Jak tłumaczy, na rynku i deptaku pojawiły się z powrotem pierwsze stoiska z pamiątkami, świeżymi serkami owczymi czy rękodziełem. Otwierają się już pierwsze muzea i galerie, czynne jest Muzeum Magicznego Realizmu, w przyszłym tygodniu rusza Muzeum Beskidzkie. Także miejskie toalety są już czynne, zamknięte pozostają z kolei place zabaw i siłownie na świeżym powietrzu. Coraz więcej turystów wraca także na szlaki turystyczne i chętnie korzysta z wiosennej pogody i natury, która budzi się do życia. W centrum miasta na turystów czekają też wypożyczalnie rowerów, także elektrycznych. - Na turystę, który przyjeżdża do Wisły czeka też nowoczesna witryna interaktywna, która znajduje się przy Informacji Turystycznej na wiślańskim Placu Hoffa. Witryna, dezynfekowana na bieżąco przez pracowników informacji, jest interaktywnym przewodnikiem po Wiśle i tutejszych szlakach turystycznych  – mówi Katarzyna Swęda z Informacji Turystycznej w Wiśle. Jak tłumaczy, wiślańskie schroniska turystyczne otwierają się już na turystów – prowadzona jest sprzedaż dań na wynos, które spożywać można m.in. na pobliskich łąkach i polanach. Tak działają m. in. schroniska na Soszowie i na Przysłopiu pod Baranią Górą. Turyści mogą też podziwiać pięknie kwitnący ogród przy nowym Centrum Edukacji Ekologicznej na Jonidle.

W oczekiwaniu na kulturę

Co prawda na większe imprezy w Wiśle przyjdzie nam jeszcze poczekać, jednak już niedługo w przestrzeni miasta pojawią się ciekawe, kameralne propozycje kulturalne. Już w weekend majowy na ulicach Wisły pojawił się Wóz pełen muzyki, na którym regionalne utwory prezentowała Kapela Wisła.

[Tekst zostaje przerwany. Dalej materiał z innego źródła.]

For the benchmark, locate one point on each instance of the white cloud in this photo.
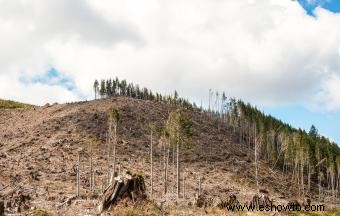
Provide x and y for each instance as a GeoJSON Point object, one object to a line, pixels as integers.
{"type": "Point", "coordinates": [265, 51]}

- Inicjatywa spotkała się z tak ciepłym przyjęciem, że planujemy jej kontynuację. Chcemy, przy zachowaniu pełnego bezpieczeństwa zaproponować kameralne koncerty czy niewielkie wydarzenia kulturalne. Informacja o planowanych wydarzeniach już niedługo pojawi się na stronie www.wisla.pl i facebookowym profilu Wiślańskiego Centrum Kultury. Póki co działamy w sieci z różnymi, mam nadzieję, ciekawymi inicjatywami – mówi Katarzyna Czyż-Kaźmierczak, dyrektor WCK.